We found that our subjects had later age at symptom onset. Of 73 CADASIL subjects with R544C mutation of mean age 62.2±12.2, only two subjects (3%) were unable to walk without assistance. However, most Caucasian patients cannot walk at around 60 years, and are bed-ridden at around 65 years.10 In a Taiwan series of 79 CADASIL patients with R544C mutation, their age at symptom onset was later by 9.1 years, as compared to patients with other NOTCH3 mutation.5 In contrast, one Korean mainland study found no differences between 7 CADASIL patients with R544C mutation and 6 CADASIL patients with R75P in clinical and MRI features.15 However, the number of patients in this analysis (n=13) was too small to draw conclusions.
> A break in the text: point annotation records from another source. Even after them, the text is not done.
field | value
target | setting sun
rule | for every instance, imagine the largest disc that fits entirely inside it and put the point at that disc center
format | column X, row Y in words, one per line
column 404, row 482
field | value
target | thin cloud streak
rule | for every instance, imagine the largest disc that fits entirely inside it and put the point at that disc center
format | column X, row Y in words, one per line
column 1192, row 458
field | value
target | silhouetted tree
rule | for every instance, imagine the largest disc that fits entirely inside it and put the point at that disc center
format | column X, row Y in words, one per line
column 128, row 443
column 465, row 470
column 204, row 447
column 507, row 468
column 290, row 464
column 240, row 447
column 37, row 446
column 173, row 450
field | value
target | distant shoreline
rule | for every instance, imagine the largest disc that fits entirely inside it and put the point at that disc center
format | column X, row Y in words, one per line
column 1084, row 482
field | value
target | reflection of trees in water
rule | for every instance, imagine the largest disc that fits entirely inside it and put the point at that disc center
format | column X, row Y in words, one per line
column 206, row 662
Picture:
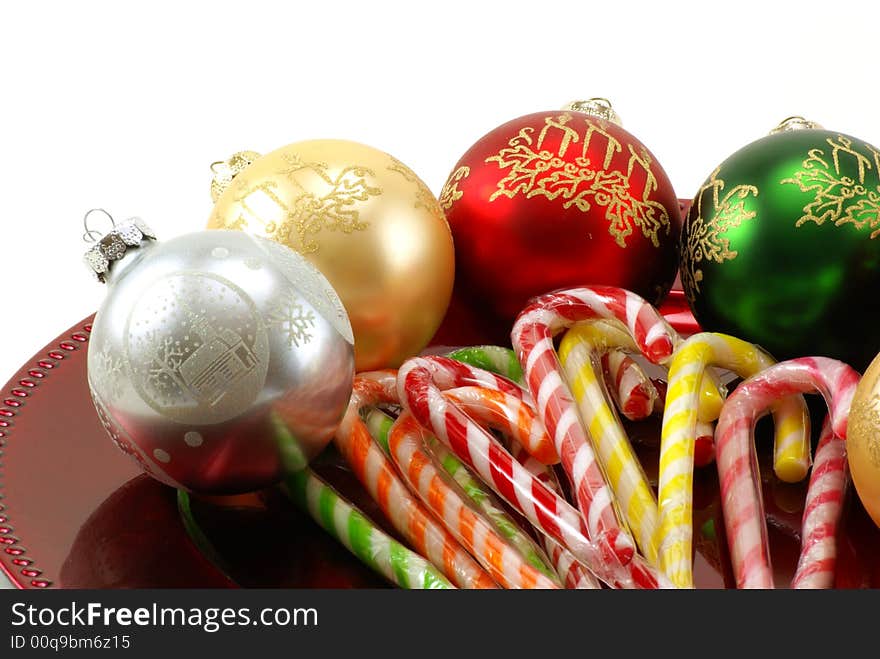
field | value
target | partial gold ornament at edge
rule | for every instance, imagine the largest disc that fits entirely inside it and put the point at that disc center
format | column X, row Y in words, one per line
column 705, row 238
column 834, row 195
column 450, row 192
column 864, row 425
column 307, row 214
column 536, row 171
The conclusion that 73 Jeju CADASIL subjects with R544C mutation had later age at symptom onset, as compared to Caucasian CADASIL patients remains valid.
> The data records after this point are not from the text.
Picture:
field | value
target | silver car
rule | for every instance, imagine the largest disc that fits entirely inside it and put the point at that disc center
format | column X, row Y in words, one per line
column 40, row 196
We also found that the most common age of onset of chronic headache was in the 50s in our cases. Only one patient, who was classified as migraine without aura, had developed chronic headache before the 40s. In contrast, Caucasian CADASIL studies have shown that migraine with aura is usually the first symptom of CADASIL with a mean age of 26 years in women, and 36 years in men.1617 20–40% of Caucasian CADASIL subjects are known to have migraine with aura.6 However, our previous study showed that CADASIL subjects with R544C mutation showed no migraine with aura.18

Our data demonstrated that the second most common feature was cognitive impairment. Of 23 subjects with cognitive impairment, 12 subjects (16%) had dementia, and the mean age at assessment was 75.6 years (standard deviation: 6.5). Only 3 out of 12 patients with dementia had moderate to severe dementia. In contrast, Caucasian CADASIL studies showed that dementia starts between 50 and 60 years.319

Limitation of this study is that we focus on the clinical presentation of the patients with R544C mutation without imaging data. Moreover, the vascular risk factors may modulate clinical features in CADASIL.20 Further prospective studies with a uniform imaging protocol are needed to elucidate the clinical features of CADASIL patients with R544C mutation.

In conclusion, we reported the phenotypic feature of CADASIL patients with R544C mutation in Jeju to add up the evidence of later symptom onset in the NOTCH3 R544C mutation.